THE CRYING GAME's director, Neil Jordan, is at it again with a movie
called THE BUTCHER BOY that packs some big "surprises." This time its
twists are gruesome rather than sexual, and the movie itself is a black
comedy instead of a drama. The body of the film doesn't work - it
isn't funny - and the "surprises" in its conclusion really aren't all
One of the best parts of the movie is the slaphappy jazz rendition
of the pop tunes of the early 60s era in which the story is set. At
the beginning and the end is a rendition of "Mack the Knife" that is
but one of many hints as to where the story is headed.

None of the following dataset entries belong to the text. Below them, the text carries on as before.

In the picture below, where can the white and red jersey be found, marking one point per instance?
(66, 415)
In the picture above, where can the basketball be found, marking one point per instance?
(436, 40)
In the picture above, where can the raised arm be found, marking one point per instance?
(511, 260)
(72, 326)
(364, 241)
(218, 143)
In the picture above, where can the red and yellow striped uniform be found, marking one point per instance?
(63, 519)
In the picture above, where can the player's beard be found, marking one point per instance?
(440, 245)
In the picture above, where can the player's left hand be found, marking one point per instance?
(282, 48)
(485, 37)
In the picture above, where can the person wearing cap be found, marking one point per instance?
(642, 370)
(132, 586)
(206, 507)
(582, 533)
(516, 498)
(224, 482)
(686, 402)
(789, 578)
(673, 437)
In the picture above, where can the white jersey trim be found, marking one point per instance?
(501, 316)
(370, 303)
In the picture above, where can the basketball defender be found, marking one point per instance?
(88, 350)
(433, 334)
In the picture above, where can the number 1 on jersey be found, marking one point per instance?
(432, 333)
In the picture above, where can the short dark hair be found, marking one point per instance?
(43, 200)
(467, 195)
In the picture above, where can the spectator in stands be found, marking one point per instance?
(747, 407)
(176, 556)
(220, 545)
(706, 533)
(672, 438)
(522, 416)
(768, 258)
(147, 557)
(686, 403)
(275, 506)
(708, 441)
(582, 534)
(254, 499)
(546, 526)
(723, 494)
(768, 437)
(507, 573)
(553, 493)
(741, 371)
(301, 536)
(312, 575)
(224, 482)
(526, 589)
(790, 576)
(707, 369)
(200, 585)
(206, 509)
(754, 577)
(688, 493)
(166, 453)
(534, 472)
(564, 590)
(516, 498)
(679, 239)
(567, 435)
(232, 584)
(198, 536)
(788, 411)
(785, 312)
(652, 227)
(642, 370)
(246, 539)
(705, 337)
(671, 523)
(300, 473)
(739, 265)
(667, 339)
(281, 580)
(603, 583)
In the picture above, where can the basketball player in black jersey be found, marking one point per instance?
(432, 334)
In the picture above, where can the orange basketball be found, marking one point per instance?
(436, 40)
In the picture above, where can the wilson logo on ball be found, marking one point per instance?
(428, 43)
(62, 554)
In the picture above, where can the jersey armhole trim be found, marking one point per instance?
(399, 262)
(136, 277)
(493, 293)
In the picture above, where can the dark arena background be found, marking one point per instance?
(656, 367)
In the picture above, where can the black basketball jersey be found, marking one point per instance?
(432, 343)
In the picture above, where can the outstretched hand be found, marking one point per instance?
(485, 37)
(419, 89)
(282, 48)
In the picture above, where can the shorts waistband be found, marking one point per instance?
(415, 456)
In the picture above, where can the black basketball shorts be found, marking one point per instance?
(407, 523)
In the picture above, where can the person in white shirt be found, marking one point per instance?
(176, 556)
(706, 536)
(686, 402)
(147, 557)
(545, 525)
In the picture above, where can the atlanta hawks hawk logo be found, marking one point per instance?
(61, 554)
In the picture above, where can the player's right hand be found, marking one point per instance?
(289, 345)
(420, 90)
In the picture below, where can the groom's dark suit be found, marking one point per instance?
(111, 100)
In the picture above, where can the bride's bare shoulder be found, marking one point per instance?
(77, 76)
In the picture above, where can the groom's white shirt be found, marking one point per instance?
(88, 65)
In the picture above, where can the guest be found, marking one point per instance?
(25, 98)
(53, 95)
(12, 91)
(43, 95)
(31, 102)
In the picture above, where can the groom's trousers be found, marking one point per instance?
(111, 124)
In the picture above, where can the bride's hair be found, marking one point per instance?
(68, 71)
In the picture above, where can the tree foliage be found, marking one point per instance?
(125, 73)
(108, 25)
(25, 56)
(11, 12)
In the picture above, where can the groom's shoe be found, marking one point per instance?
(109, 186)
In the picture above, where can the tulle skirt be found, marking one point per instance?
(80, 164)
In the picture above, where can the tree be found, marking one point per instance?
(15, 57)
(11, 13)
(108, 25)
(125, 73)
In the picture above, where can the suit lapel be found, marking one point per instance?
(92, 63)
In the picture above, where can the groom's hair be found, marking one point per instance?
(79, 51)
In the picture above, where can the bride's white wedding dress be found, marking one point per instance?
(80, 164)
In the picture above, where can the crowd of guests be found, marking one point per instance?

Eamonn Owens gives a strong performance as Francie Brady, a
loud-mouthed kid with a suicidal mother (Aisling O'Sullivan) and a
drunken father (Stephen Rea). His mother is a "bun lady" who, when she
starts baking, fills every nook and cranny of the house with sweet
buns. We see (ha ha) a half-eaten one going round and round on the
record being played on the family's turntable. His father is a trumpet
player who kicks in the television set when it does work right -
another of the story's many unoriginal ideas.
The movie is a coming-of-age picture with the demented Francie
going from one trouble to another. He's a bully with a winsome smile
but without limits to his deviant behavior. Defecating in the living
room of a woman whose house he has just trashed is one of his milder
forms of torment. Many members of my audience thought his behavior was
a laugh riot, but I never found it funny, only pathetic.
The comedy tries to be so over-the-top that I swear I could hear a
subliminal laugh track. The zany music almost demands laugher.
Using the canonical cliche of that era, THE BUTCHER BOY, based on
Pat McCabe's book, has everyone obsessed that the Communists are going
to drop the atomic bomb on them. Typical of Jordan's utter lack of
subtlety is that he cuts from a scene of Francie trashing a neighbor's
kitchen to their television set, which shows an atomic bomb exploding.
When Francie is sent away to a religious school as punishment, he
becomes a local hero by claiming to see and talk with the Virgin Mary,
played in a holy sheen by Sinead O'Connor. Francie even begins to
believe his own con.
One good performance does not a movie make. And a comedy that
isn't funny is an oxymoron.
THE BUTCHER BOY runs too long at 1:48. It is rated R for
profanity and graphic violence and would be fine for older teenagers.